Obama was born to a communist mother, raised by “socialist” grandparents, and mentored by communist Frank Marshall Davis. Later, and apparently to this day, he was pals with communists like William Ayers and Bernadine Dorn and nominates communists like Van Jones for key government positions. So, if you ask yourself, WWSD (what would Stalin do), you can usually guess what his response will be.
In the aftermath of the trial and acquittal of George Zimmerman, which would never have happened without pressure from the Obama administration, where a jury of his peers declared that Zimmerman had every right to prevent himself from being killed by Trayvon Martin by using deadly force, how are Obama and his surrogate Eric Holder reacting? Are they doing a mea culpa, “Sorry, we went off half-cocked down the wrong path just as we have done multiple times before”, eg. In the case of Sgt. James Crowley and Henry Louis Gates Jr? Are they going to invite Zimmerman to the White House for some beer and snacks?
Hardly. Instead, they immediately started talking about rescinding “stand your ground” laws, which Florida has, but which was not even invoked in this case. This case, like Sandy Hook and any other case the administration learns about that have to do with guns, simply gives them another excuse to advocate for more gun control laws. As with all Second Amendment cases, your freedom is put in grave jeopardy by the administration’s desire to disarm America.
The history of “stand your ground” laws goes back to English law during the Middle Ages when the King claimed that he was the only person authorized to take the life of another man. The concept of self-defense was unknown, and was not accepted in court. As long as the prosecution could prove that a man took another’s life, conviction was mandatory. Pardons were later issued in some cases, but as people did not wait on death row for decades as they do now, that was little comfort to the convicted “felon”.
As English law developed, the concept of self-defense began to be understood, but the defendant always had the obligation to retreat. The only exception that was allowed was if the defendant was in his home at the time of the attack, the so-called “castle doctrine”. The idea behind it is twofold. First, the home is seen as the last retreat; once home, you can retreat no further. To require you to go into a different room is specious. Second, a home should be a place of sanctuary, and to make it not so encourages home invasion.

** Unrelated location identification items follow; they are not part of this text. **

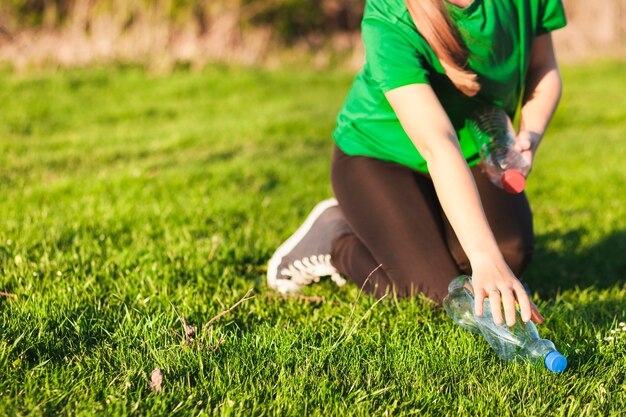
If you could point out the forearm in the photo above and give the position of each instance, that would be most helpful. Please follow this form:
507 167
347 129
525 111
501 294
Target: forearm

In America, unfortunately some states still adhere to the requirement to retreat. In most, however, the “True man” doctrine prevails, where a person who did not instigate the attack does not have to retreat from an actual or threatened attack if he is in a place where he has a right to be and he has a reasonable fear of death or serious bodily injury as a result. This was upheld in the famous Supreme Court case BEARD v. U S, 158 U.S. 550 (1895) which you can read here.
A relative of a farmer by the name of Beard had died and Beard received one of three of his sons,
Edward Jones, to raise, along with a cow to ease that financial burden. After some years with the Beard family, Edward decided to leave and join his older brothers, Will and John, and to take the cow with him. The three men showed up on the Beard farm, intent on taking the cow, but Beard told them out and never come back, and that he wouldn’t give them the cow unless a court decreed that he should.